Conference Agenda

Historical Studies, AI, Linked Data
Wednesday, 18/Mar/2020:
4:10pm - 5:40pm

Session Chair: Eetu Mäkelä
Location: Hall A

Long Paper (20+10min)

Classification of Medieval Documents: Determining the Issuer, Place of Issue, and Decade for Old Swedish Charters

Mats Dahllöf

Uppsala University, Sweden

The present study is a comparative exploration of different classification tasks for Swedish medieval charters (transcriptions from the SDHK collection) and different classifier setups. In particular, we explore the identification of the issuer, place of issue, and decade of production. The experiments used features based on lowercased words and character 3- and 4-grams. We evaluated the performance of two learning algorithms: linear discriminant analysis and decision trees. For evaluation, five-fold cross-validation was performed. We report accuracy and macro-averaged F1 score. The validation made use of six labeled subsets of SDHK combining the three tasks with Old Swedish and Latin. Issuer identification for the Latin dataset (595 charters from 12 issuers) reached the highest scores, above 0.9, for the decision tree classifier using word features. The best corresponding accuracy for Old Swedish was 0.81. Place and decade identification produced lower performance scores for both languages. Which classifier design is the best one seems to depend on peculiarities of the dataset and the classification task.

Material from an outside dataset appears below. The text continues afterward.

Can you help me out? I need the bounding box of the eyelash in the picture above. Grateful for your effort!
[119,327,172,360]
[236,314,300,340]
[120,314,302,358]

The present study does however support the idea that text classification is useful also for medieval documents characterized by extreme spelling variation.

Short Paper (10+5min)

Linked Open Data Vocabularies and Identifiers for Medieval Studies

Toby Burrows1, Antoine Brix2, Doug Emery3, Mitch Fraas3, Eero Hyvönen4, Esko Ikkala4, Mikko Koho4, David Lewis1, Synnøve Myking2, Kevin Page1, Lynn Ransom3, Emma Thomson3, Jouni Tuominen4, Hanno Wijsman2, Pip Willcox5

1University of Oxford, UK; 2Institut de recherche et d'histoire des textes, France; 3University of Pennyslvania, US; 4Aalto University, Finland; 5The National Archives, UK

This paper examines the use of Linked Open Data in the research field of medieval studies. We report on a survey of common identifiers and vocabularies used across digitized medieval resources, with a focus on four internationally significant collections in the field. This survey has been undertaken within the “Mapping Manuscript Migrations” (MMM) project since 2017, aimed at aggregating and linking disparate datasets relating to the history of medieval manuscripts. This has included reconciliation and matching of data for five main classes of entities: Persons, Places, Organizations, Works, and Manuscripts. For each of these classes, we review the identifiers used in MMM’s source datasets, and note the way in which they tend to rely on generic vocabularies rather than specialist medieval ones. As well as discussing some of the major issues and difficulties involved in conceptualizing each of these types of entity in a medieval context, we suggest some possible directions for building a more specialized Linked Open Data environment for medieval studies in the future.

Short Paper (10+5min)

An Artificial Intelligence Approach to Segmenting Medieval Manuscripts with Complex Layouts

Lisandra S. Costiner1, Lizeth Gonzalez Carabarin2

1Merton College, University of Oxford, UK; 2Eindhoven University of Technology, The Netherlands

An Artificial Intelligence Approach to Segmenting Medieval Manuscripts with Complex Layouts

Lisandra S. Costiner (Merton College, Oxford) & Lizeth Gonzalez Carabarin (Eindhoven University)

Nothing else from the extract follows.